Summer Reads! The Innocents, Wife 22, The Beginner’s Goodbye

Summer Reads:

School is out, so when I am not at the library, I am often at the beach with my kids, riding waves and reading books.  I started my summer reading on a marriage theme.  All three books are about coming to terms:  with getting married, with being married, and with losing your spouse.  They are good reads, but not for what happens with the plot.  Really, these are character driven novels, and while one can see what choices are coming, one cannot always see what each will ultimately choose.  All are love stories.

Here is what I have been reading:

 

The Innocents by Francesca Segal takes place in a Jewish suburb of London.   Adam is engaged to Rachel and works for her father’s financial firm.  Rachel is the only girl he’s loved, she reflects everything he wants, and after 13 years of dating, they are finally to marry.  They seem to have everything in their favor.  Enter Rachel’s cousin, the wild and enticing Ellie, reputed to have starred in an “art house film”.   I love first novels, and this one grew on me.  It is worth the read.

 

Wife 22 by Melanie Gideon.  Here is the premise:  a woman who is not unhappily married answers an anonymous online survey about marriage in the 21st century.

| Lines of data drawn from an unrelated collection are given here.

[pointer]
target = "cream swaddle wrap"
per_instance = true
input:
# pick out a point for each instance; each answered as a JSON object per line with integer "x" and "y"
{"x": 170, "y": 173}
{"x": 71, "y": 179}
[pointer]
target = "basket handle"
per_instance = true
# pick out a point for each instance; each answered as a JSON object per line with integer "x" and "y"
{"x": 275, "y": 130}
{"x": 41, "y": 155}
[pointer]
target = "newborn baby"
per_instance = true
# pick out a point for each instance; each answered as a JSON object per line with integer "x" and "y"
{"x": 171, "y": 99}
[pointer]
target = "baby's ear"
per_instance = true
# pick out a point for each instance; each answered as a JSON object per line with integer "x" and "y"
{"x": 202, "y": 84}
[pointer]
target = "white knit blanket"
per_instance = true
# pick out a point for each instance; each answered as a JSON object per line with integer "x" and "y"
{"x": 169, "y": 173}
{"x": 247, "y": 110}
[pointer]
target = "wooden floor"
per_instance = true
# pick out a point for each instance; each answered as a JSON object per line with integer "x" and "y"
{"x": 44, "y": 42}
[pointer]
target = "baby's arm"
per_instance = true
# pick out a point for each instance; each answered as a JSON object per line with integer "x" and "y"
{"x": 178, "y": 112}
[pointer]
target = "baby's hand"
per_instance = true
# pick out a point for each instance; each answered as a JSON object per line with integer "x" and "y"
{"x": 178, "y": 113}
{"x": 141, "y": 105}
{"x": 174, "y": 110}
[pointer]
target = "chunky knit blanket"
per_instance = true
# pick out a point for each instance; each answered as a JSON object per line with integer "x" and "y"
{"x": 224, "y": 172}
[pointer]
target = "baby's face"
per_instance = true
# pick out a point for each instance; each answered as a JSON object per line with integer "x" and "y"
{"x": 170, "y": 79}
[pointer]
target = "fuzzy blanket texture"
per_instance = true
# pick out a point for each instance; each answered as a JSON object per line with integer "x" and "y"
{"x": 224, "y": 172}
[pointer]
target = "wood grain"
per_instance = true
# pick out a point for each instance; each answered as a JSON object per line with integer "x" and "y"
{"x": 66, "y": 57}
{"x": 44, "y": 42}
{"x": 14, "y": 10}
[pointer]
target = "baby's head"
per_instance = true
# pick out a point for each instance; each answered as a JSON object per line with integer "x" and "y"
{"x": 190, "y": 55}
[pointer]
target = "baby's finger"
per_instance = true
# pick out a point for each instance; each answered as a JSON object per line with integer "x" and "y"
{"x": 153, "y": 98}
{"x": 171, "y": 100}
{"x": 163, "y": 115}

She alternates between narrating the ups and downs of her family life and answering the survey questions, which leads to emails with her assigned researcher… The story itself isn’t new, but the quirk is the survey.  You read the answers, and can flip to the end of the book for the questions.  It is a clever way to see how wife 22 fell in love with her husband in the first place.  There is a nice twist at the end-maybe a little predictable-but what this reader hoped.  Worth the read.

 

The Beginner’s Goodbye by Anne Tyler is the story of Aaron, a middle aged man who just lost his wife in a freak accident (a tree falls on their home and kills his wife.)  As the house is being repaired and Aaron is trying to get on with his life, his wife begins to appear to him.    I resisted reading this when it came out, thinking Yeah! A new Anne Tyler, and then oh, this will be more sad than I want for pleasure reading.  I decided to give it a try.  The good news is, it really isn’t sad.  There are some poignant comments here and there that sum up Aaron’s marriage and grief at losing his wife, but I think you have to expect that.  This novel will stay with you.